Early-career researchers from the Society for the Anthropology of Work respond to Mythri Jegathesan's award-winning book Tea and Solidarity.
Mythri Jegathesan tells us early on in Tea and Solidarity that structural inequalities—caste, ethnicity, and gender-based—have led to representations of women working on tea plantations as “puppets on a string,” passive victims of structures of violence, or “bearers of cultural compliance” (p. 33). Such analyses can reinforce inequalities, like the process of dispossession itself, and recreate a nostalgia and desire for tea in the global marketplace.
In wanting to disentangle self-perpetuating ideas of victimhood and to work against what she calls “killer stories” (p. 33), Jegathesan pivots to a focus on desire. In doing so, she not only engages in a decolonial feminist politics, which thinks through the significance of how researched subjects may actually want to be researched, understood, and written about. She also argues that a focus on Hill Country Tamil women’s desires—including what they do not desire; for example, “to live on this wage” (p. 10)—can allow for new ways of understanding what plantation life actually entails.
Jegathesan’s framework, rooted as it is in a poiēsis of desire, does not steer clear of structural accounts of the historical and social conditions that allow for undesirable working conditions to become normalized. But her method makes room for challenging the plantation space as one of coherence. Throughout the book Jegathesan manages to acknowledge this pull toward coherence on the part of writers, academics, the Sri Lankan state, human rights discourse, and other forms of knowledge production, even as she unravels it through a poiēsis of desire.
For example, in Chapter 5, Jegathesan takes the words of a onetime superintendent, which are meant to express how women are taken care of on the tea plantation, and turns them on their head. Rather than casting tea plantations as sites of hegemony, Jegathesan positions them as places where debt is built into the wage structure and the condition of life is tied to reproductive capacity within and beyond an individual body. As she addresses women’s histories of forcible sterilization, Jegathesan argues that these women keep their wounds open by sharing their stories, undoing a narrative of singular victimization so often reiterated in Western accounts.
This portrayal does not square neatly with human rights discourse or with versions of liberal feminism that focus on a woman’s individual bodily rights. But once these killer stories take root, it becomes difficult for Tamil women to “locate the freedom in their ‘choice’ and [it] renders the concept of ‘informed consent’ unviable outside the community in which it must be situated in order to thrive as a right to exercise” (p. 138).
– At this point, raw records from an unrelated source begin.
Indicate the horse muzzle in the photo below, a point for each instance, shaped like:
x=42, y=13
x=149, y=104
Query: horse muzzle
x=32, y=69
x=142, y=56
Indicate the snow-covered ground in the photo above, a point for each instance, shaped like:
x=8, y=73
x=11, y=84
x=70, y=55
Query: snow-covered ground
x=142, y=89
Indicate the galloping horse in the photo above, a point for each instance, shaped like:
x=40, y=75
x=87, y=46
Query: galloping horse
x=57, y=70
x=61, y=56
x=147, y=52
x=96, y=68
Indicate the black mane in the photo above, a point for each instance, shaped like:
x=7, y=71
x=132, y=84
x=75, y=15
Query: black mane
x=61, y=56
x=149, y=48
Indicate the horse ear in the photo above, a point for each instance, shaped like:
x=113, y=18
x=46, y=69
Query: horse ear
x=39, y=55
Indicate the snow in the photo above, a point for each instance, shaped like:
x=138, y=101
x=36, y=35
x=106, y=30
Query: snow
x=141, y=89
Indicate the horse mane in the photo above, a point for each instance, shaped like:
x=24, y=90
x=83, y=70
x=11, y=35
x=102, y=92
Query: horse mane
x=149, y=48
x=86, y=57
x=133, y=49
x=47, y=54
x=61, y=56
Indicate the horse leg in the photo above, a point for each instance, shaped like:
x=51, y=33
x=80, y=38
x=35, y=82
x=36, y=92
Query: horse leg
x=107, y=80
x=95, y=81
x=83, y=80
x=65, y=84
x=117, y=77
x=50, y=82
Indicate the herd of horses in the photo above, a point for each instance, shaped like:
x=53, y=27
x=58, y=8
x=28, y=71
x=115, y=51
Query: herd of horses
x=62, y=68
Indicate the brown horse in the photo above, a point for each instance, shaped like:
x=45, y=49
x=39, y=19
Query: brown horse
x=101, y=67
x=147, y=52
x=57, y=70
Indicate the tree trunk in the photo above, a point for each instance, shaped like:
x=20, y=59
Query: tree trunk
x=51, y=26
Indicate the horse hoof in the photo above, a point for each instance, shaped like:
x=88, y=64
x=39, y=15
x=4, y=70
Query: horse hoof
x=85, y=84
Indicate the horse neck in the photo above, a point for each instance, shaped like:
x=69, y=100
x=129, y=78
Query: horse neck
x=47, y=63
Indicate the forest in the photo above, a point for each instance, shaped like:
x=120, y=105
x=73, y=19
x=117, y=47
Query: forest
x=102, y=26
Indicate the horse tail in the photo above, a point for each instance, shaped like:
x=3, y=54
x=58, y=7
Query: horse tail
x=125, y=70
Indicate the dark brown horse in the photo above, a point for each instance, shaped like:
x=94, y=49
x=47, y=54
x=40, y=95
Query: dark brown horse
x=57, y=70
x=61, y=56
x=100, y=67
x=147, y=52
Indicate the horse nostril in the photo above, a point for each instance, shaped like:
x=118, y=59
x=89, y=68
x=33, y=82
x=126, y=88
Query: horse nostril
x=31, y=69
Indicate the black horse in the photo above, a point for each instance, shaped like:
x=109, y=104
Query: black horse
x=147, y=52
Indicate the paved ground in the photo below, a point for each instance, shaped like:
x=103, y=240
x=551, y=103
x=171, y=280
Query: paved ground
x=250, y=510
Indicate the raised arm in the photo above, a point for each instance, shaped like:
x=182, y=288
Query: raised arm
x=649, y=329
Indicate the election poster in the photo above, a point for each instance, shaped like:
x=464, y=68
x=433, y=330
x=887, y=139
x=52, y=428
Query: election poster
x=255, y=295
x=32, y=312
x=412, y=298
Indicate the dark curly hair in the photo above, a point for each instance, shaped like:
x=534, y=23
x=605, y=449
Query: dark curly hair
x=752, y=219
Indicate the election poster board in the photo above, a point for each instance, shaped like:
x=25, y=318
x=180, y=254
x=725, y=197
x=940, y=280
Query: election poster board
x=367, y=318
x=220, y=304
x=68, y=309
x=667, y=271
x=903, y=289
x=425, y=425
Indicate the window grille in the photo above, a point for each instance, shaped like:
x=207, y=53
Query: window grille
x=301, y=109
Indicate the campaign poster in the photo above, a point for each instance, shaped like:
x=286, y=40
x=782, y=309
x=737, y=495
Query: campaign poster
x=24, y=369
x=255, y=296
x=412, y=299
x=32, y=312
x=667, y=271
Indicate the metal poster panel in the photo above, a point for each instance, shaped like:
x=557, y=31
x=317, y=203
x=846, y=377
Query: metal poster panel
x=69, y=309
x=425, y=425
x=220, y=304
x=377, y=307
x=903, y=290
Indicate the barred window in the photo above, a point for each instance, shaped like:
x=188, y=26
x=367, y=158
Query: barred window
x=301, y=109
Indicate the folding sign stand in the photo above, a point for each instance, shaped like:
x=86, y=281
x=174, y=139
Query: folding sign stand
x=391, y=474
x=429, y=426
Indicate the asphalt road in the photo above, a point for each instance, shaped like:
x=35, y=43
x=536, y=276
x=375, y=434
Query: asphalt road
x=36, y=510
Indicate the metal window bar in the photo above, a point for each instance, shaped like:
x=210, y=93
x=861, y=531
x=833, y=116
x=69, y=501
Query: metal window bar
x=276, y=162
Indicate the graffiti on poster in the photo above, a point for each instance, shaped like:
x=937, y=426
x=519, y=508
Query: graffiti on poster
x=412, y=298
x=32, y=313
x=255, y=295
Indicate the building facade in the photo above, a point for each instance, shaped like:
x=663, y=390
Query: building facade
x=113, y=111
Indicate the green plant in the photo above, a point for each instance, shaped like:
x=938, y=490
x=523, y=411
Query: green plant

While Jegathesan makes it clear that exchange values of having children or not are in many ways set, she also critiques the limits of a liberal Western feminism that would focus squarely on the right of choice. It is through this and other poiēses of desire that Jegathesan pushes back against killer stories about Hill Country Tamil women. In doing so, she asserts the potential of a decolonial feminist methodology to reframe and contest such stories elsewhere.
Hannah Borenstein is a PhD candidate in the Department of Cultural Anthropology at Duke University. Her dissertation is about women long-distance runners in Ethiopia. She also does freelance writing on sports, gender, race, labor, East Africa, and more.